Соседка недобро усмехнулась:
– Возможно, это рациональнее, однако позиция имеет минус – распустить недолго.
– Это как доведется.
– Ну, я-то ставлю пресс. Усугубляю вину. Так руки заламываю… Чехов отдыхает!
– Да брось ты, Галь. Какой там Чехов. Я ни в нем, ни в поведении Самсонова драматургии не вижу. В первом – нет, во втором – предсказуемо и пошло, чего уж там. Больше тянет на болезнь, чем на желание… причинить боль. Проще всё – держит его привычка, не отпускает… и вижу – рвется, да не выходит… потому и прощаю, как Ермолова.
– Ермолова? – Галина пропустила вывод. – Просвети-ка, милая, – ей нравилась «замороченность» простоватой с виду коллеги на вещах малоизвестных. Отхлебнув кофе, она хитро глянула на собеседницу.
– Была такая прима на русской сцене, – Людмила взяла салфетку.
– Уж наслышаны… Станиславский называл ее величайшей из актрис. Знакома с фактом? – Галина Андреевна любила уколоть.
– Так вот, она никогда не играла Чехова. Ничего из его пьес, – Людмила простила.
– Не устраивала драматургия? – хитринка дополнилась поджатой губой.
– Где ты видишь там драматургию? Я же сказала. Только «Дядя Ваня». Думаю этой пьесы одной хватило бы, чтобы признать Чехова драматургом. Остальное… дань чему-то другому. Превратили хорошего прозаика в идола чуждого ему жанра. Вот и всё. И Ермолова, в отличие от нас, поступила честно.
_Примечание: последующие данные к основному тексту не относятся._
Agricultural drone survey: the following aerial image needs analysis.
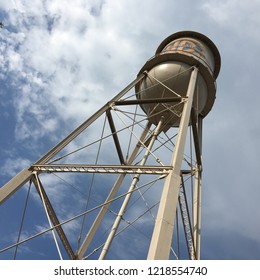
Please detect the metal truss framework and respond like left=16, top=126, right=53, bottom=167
left=0, top=67, right=203, bottom=260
– Жанра? Чуждого? Интересно какого?
– Про БАДы слышала? Добавки? Тогда тоже были – безысходная апатия духа. Добавка, убивающая драматургию. Веры не хватало Антон Павловичу. Герои не живут… даже не существуют. Какие-то «вечно говорящие пиджаки», как писал кто-то. Безжизненное пространство. Природа молчит, усадьбы разваливаются, люди пусты. Ни эмоций, ни переживаний, ни зова. Ну, хоть куда-нибудь! На сцену выползают тени из «ниоткуда». Говорят ни о чем. Да что там, – Людмила махнула рукой. – Какой-то уездный городишко вне времени, жизни, в «нигде». Из пьесы в пьесу. Зачем? Какая цель? Что несут и кому? Вон, в «Воскресении» те же БАДы повержены, и книга бьет наотмашь! Каждой строкой и каждая – глоток. А здесь? Я тебя умоляю…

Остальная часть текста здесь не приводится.